¿La estupidez es curable?
Es una larga discusión, en cuotas, que vengo llevando con innumerables interlocutores sobre el tema.
Todos tenemos un poco, nadie se salva del virus autoinmune de la Torpeza notable en comprender las cosas, que hace estragos entre los seres humanos.
Tuve un padre con cáncer de pulmón que fue operado y quimiointoxicado y seguía fumando a escondidas. ¿De qué murió?, preguntan a veces. De estupidez, respondo.
Yo mismo era un fumador constante y sonante, que sonreía simpático para enmendar las molestias del humo a mis circunstanciales acompañantes que padecían las toxinas de mis gozos pasivamente.
Yo probé con habanos, pipas, cigarrillos armados por mí, boquillas varias, dejé un tiempo y retomé con más compulsión, usé métodos y recursos propios y prestados, todos sin éxito.
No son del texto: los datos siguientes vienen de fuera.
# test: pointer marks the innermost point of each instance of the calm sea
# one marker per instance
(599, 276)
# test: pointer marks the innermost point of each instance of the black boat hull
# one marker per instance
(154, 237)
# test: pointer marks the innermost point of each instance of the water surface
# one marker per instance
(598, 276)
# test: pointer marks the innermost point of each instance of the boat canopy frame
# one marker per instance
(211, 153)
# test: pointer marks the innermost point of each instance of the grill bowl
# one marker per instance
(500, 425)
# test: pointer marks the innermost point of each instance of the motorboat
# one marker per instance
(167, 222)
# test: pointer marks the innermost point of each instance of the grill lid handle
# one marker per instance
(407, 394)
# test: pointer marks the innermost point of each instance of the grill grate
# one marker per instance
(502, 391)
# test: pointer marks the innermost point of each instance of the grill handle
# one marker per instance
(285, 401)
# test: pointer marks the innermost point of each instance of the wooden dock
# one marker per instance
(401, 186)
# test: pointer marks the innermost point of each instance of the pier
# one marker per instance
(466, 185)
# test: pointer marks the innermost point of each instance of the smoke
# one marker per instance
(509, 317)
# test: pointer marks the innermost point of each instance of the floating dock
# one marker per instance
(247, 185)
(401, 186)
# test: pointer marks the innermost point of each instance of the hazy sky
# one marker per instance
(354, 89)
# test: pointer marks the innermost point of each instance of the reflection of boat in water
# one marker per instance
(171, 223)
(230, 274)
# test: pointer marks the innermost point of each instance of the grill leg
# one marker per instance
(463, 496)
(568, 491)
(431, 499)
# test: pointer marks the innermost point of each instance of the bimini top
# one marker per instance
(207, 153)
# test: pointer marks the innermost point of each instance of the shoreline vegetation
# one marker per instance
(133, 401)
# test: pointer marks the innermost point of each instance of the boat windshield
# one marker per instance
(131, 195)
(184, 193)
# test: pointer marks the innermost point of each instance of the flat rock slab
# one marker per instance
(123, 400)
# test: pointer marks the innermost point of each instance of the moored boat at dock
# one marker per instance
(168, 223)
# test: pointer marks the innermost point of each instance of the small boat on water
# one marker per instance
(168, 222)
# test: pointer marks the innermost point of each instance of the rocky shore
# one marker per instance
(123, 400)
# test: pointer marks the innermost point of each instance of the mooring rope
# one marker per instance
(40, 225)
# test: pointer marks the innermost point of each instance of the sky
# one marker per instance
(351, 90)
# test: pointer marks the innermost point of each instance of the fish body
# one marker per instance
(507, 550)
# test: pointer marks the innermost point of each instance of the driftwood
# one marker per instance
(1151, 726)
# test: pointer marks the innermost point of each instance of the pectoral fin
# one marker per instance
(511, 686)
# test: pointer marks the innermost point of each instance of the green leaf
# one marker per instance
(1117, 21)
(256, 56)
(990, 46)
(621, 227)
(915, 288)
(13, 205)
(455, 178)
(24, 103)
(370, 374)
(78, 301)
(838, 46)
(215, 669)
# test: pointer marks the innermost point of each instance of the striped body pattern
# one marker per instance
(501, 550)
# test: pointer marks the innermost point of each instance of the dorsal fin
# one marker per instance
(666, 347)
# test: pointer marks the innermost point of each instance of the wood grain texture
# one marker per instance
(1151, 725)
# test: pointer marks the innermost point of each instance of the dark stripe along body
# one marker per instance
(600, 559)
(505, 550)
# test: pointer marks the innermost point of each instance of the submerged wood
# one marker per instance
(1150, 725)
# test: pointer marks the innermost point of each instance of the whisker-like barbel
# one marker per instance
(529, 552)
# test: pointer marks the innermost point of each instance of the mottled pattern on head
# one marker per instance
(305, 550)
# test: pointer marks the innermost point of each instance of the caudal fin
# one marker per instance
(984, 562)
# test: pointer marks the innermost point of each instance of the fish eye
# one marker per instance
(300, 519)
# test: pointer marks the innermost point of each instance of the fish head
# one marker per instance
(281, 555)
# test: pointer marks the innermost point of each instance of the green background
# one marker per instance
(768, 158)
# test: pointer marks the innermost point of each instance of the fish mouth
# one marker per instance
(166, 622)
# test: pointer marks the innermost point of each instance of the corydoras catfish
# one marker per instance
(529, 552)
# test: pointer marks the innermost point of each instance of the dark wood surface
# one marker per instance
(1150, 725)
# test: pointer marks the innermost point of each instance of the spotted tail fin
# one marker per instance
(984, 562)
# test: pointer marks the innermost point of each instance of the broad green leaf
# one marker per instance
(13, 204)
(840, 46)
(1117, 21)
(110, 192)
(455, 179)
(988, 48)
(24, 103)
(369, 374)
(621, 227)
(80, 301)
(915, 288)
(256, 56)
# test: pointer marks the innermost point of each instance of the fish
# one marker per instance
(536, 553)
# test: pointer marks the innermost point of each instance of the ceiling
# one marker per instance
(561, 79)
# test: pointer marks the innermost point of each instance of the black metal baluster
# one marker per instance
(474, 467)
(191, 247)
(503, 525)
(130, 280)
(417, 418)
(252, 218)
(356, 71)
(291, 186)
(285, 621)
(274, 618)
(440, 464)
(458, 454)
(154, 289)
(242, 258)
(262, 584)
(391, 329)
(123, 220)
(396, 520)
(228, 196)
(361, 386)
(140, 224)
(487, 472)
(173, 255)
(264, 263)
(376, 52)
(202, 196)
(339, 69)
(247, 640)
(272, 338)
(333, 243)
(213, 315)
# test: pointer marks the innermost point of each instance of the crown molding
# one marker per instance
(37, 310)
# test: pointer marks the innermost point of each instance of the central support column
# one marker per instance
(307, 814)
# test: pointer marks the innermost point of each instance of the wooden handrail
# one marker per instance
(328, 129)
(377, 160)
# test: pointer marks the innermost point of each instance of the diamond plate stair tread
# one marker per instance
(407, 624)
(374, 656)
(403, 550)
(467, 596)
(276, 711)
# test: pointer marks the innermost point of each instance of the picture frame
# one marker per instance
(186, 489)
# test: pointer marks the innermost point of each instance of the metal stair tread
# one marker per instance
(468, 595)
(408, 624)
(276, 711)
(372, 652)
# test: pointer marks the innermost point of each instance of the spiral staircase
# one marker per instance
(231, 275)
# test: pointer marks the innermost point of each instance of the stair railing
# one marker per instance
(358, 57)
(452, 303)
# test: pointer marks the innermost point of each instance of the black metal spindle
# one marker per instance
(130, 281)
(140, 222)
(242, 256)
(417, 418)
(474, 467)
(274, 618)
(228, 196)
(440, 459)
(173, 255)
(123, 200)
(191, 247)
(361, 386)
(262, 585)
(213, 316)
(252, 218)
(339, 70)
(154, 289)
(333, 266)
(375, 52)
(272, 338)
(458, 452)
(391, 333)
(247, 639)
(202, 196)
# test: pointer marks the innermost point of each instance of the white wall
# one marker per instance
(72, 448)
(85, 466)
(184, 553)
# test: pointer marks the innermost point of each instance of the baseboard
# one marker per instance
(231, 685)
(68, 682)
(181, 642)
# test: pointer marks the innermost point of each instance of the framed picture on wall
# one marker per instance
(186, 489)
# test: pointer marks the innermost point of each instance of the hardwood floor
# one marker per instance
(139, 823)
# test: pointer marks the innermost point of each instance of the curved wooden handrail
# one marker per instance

Un día, antes de la muerte del viejo, tire el paquete de Camel, en un tacho de la sala de espera del sanatorio Mitre, y nunca más volví a envenenarme (con cigarrillos por lo menos).
La estupidez es inherente al ser humano, sin dudas. A veces, se nota más y esa evidencia es vergonzante. Pero como la soberbia acompaña a la estupidez, hacemos caso omiso a la tos, los resfríos, los olores, el asco, los consejos, las quejas, y seguimos igual.
Que muchos se hayan acostumbrado a intoxicarse en rueda de amigos, cumpleaños, reuniones, bares, es cosa de ellos. Masoquistas hay a montones. Ya no me banco el humo ajeno y casi siempre me he ido de los improvisados fumaderos en los que me encontraba.
Cuando salió la legislación para no fumar en lugares cerrados, apareció una nueva especie de individuos: los que desesperados se cagan de frío en invierno para fumarse un pucho en la vereda, o se amuchan en verano, peleando una sombra breve que los cobije mientras chupan apurados, transpirados.
Si me preguntan cómo se hace para dejar de fumar, les digo que con voluntad. La voluntad es una sola y se usa para muchas cosas. Es la misma que tuvo el Che Guevara para dejar los honores y mandarse a la selva; es la que tuvo Evita para vencer al dolor y trabajar hasta el desmayo; es la de Néstor y su trajín imparable; la de los compañeros de la Resistencia peronista, la de los 70; la que Cristina se pone cada mañana; la de todos nosotros.
Si tenemos tantos ejemplos del uso de la voluntad para lograr empresas difíciles, durísimas, mortales, como no usarla para salvarnos a nosotros, para preservar nuestras fuerzas, nuestra vida, para otros menesteres más agradables, para estar más enteros, más útiles para los nuestros, para el conjunto.
Y si alguno piensa que es una adicción jodida, y que no se puede largar así tan fácil, y que qué sé yo, y que no sé qué... es necesario recordar esos versos de Silvio Rodríguez que dicen: "Yo he preferido hablar de cosas imposibles porque de lo posible se sabe demasiado".